Now in File2 I want to repeat the learning process to register few additional metrics (not implemented yet) so I don’t reload checkpoint, I start learning again, making sure I have random seeds fixed. The same hyperparametres, the very same dataloaders.

# For repetability
torch.manual_seed(7)
random.seed(7)
np.random.seed(7)
#Results from previous file
optimizer="AdamW"
lr=0.0005
ANN_instance = model_func(optimizer_name,lr,train_dataloader,val_dataloader)
ANN_instance.eval()

accuracy_train=loss_eval(ANN_instance,train_dataloader)*100
accuracy_val=loss_eval(ANN_instance,val_dataloader)*100
accuracy_test=loss_eval(ANN_instance,test_dataloader)*100

And I get:
Accuracy over Train: 15.05
Accuracy over Validation: 14.8
Accuracy over Test: 14.07
Again I can restart the file as many times as I want, and I will get the same result. But different than in File1

My question is why?

Edit: I think I figured it myself:

def objective(trial: optuna.trial.Trial):
    torch.manual_seed(7)
    random.seed(7)
    np.random.seed(7)

This fixes the issue.
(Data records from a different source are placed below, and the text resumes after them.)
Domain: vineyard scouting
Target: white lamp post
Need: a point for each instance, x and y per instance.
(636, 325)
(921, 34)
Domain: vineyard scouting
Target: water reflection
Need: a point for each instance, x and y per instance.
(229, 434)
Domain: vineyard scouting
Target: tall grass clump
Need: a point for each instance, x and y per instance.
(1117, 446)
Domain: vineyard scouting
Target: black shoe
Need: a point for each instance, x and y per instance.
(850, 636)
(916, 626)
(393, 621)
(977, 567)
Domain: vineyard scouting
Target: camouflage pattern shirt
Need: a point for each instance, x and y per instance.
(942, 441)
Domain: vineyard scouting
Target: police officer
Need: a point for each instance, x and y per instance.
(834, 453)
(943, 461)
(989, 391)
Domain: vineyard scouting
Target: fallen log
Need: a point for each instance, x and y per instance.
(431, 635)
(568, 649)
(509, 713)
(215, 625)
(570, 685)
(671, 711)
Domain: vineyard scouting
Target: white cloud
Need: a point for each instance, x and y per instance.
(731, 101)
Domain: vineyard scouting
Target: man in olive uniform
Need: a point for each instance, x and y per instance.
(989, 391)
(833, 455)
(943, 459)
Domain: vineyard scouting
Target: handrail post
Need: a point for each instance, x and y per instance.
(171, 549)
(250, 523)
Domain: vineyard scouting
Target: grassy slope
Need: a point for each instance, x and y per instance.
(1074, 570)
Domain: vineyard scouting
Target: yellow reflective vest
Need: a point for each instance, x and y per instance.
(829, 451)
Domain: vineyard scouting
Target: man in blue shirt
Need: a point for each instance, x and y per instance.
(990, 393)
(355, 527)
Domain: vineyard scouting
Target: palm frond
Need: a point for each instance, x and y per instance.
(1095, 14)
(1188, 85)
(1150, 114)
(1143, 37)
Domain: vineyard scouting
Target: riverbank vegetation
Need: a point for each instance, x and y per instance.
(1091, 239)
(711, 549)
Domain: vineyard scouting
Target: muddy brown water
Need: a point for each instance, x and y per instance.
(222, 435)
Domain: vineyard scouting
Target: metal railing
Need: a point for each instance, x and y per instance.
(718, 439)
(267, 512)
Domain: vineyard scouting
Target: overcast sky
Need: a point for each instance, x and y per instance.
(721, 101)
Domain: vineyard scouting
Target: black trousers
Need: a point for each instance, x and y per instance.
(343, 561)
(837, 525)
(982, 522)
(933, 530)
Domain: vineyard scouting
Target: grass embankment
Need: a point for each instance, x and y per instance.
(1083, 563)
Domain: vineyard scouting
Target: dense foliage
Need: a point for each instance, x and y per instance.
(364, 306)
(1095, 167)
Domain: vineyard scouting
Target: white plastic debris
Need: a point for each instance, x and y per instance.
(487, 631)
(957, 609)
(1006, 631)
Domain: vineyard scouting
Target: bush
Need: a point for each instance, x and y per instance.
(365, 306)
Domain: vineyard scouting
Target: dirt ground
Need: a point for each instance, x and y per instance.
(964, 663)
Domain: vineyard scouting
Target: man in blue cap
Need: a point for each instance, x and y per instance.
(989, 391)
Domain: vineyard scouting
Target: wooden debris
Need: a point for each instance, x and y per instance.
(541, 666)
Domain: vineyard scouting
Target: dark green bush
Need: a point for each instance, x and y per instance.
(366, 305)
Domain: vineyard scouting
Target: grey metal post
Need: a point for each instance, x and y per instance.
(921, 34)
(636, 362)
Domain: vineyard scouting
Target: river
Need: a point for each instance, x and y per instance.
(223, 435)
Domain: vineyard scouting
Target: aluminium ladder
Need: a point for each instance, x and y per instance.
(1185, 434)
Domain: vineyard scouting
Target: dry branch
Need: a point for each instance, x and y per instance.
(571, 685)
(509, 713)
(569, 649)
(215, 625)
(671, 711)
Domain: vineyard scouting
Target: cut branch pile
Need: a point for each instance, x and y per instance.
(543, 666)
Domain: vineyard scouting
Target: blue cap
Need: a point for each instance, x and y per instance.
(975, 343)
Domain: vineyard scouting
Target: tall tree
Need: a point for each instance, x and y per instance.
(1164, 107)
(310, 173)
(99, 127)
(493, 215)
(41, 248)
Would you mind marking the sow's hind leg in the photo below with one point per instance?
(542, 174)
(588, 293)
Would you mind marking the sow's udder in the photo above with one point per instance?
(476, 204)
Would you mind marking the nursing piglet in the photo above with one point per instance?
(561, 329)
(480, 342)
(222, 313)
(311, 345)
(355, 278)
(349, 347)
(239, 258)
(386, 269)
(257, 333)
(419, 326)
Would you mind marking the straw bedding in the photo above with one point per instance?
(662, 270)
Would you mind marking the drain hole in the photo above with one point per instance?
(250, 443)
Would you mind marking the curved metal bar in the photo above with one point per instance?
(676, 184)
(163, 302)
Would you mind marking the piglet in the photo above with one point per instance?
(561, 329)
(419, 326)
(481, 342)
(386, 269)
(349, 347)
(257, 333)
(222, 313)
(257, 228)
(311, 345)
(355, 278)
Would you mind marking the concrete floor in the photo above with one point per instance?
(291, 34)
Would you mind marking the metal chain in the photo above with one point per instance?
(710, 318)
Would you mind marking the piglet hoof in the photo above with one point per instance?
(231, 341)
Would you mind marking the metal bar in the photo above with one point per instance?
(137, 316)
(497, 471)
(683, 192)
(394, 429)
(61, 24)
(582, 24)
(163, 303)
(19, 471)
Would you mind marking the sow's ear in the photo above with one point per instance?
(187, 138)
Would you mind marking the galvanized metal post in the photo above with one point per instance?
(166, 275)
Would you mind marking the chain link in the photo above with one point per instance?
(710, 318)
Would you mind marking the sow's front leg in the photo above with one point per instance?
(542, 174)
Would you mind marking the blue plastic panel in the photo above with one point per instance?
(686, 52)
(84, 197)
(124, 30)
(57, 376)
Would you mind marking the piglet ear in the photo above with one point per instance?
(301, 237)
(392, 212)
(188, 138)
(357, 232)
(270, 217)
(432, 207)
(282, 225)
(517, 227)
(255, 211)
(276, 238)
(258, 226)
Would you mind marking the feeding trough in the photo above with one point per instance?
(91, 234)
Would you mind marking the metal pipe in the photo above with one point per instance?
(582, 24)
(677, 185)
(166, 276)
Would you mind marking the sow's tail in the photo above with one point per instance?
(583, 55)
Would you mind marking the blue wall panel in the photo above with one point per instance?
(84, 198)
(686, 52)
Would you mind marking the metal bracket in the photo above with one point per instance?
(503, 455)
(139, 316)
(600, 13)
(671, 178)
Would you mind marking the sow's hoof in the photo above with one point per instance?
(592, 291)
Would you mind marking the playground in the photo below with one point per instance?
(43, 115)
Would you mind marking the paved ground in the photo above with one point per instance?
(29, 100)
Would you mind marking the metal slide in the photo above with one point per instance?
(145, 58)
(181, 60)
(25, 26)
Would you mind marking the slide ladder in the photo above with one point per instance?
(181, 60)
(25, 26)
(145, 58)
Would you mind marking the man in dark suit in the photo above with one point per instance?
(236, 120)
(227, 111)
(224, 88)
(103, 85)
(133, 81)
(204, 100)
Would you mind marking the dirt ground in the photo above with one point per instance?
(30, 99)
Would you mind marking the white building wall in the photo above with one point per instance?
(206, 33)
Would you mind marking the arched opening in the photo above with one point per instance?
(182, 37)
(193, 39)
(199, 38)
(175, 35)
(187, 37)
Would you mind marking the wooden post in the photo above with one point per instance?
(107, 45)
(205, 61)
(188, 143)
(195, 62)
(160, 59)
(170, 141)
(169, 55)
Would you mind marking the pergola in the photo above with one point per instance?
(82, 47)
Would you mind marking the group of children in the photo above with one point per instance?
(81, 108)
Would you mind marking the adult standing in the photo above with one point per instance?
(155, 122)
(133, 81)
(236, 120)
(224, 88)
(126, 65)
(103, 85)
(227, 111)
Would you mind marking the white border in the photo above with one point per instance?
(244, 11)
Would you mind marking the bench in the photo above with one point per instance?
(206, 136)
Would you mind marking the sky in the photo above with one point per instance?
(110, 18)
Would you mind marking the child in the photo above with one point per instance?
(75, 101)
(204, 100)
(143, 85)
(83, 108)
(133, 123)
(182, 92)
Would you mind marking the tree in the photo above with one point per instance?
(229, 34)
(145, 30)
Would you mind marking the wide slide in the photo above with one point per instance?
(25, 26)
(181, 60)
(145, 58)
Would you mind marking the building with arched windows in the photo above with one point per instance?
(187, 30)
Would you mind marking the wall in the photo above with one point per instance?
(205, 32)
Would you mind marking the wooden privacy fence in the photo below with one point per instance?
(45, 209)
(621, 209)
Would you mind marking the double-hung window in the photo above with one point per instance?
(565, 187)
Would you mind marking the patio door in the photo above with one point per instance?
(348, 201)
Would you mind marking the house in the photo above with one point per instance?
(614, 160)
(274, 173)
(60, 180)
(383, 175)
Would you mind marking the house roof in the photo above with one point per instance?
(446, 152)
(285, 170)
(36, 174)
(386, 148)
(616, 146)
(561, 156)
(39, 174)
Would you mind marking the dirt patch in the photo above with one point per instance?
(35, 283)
But why global seed is not respected and I have to repeat it inside Optuna call?

ptrblck · February 11, 2024, 8:19pm

The global seed is used but most likely the order of calls into the pseudo-random number generator differs between the two scripts.

Karls · February 11, 2024, 8:44pm

Hi, thanks for the answer. What do you mean by the order of calls? The random seed is defined on the very top of the file, so it is executed before calling Optuna study.

ptrblck · February 12, 2024, 11:27pm

Setting the seed is one requirement but to get deterministic outputs you would also need to make sure the order of calls into the PRNG is equal in both scripts, which is not always trivial. E.g. take this code snippet demonstrates the effect:

torch.manual_seed(2809)
#nn.Linear(10, 10)
print(torch.randn(10))

This script will output different results for the randn call depending if the linear layer was initialized or not even though it’s never actually used since an additional call into the PRNG was performed.

Karls · February 13, 2024, 3:16pm

It makes sens, I even encountered similar issue when unpacking torch_data.DataLoader leads to change in the function result, despite the loader is not used directly in training algorithm but just to report data to Tensorboad. Is there any way to suppress this unwanted behavior other than calling manual seed multiple times?

ptrblck · February 13, 2024, 5:26pm

This is also expected as described in this post as the _BaseDataLoaderIter is creating a base_seed by calling into the PRNG.

It’s not unwanted behavior as it’s the expected behavior from any PRNG. Creating the same value for specific calls, such as torch.randn(10), would not be random anymore and the PRNG would be broken. Each call into it needs to increase its offset to guarantee values are random.

Depending on this behavior is indeed not trivial so you would either need to rerun exactly the same code or would re-seed the code risking numbers might be repeated e.g. if you are reusing the same seed.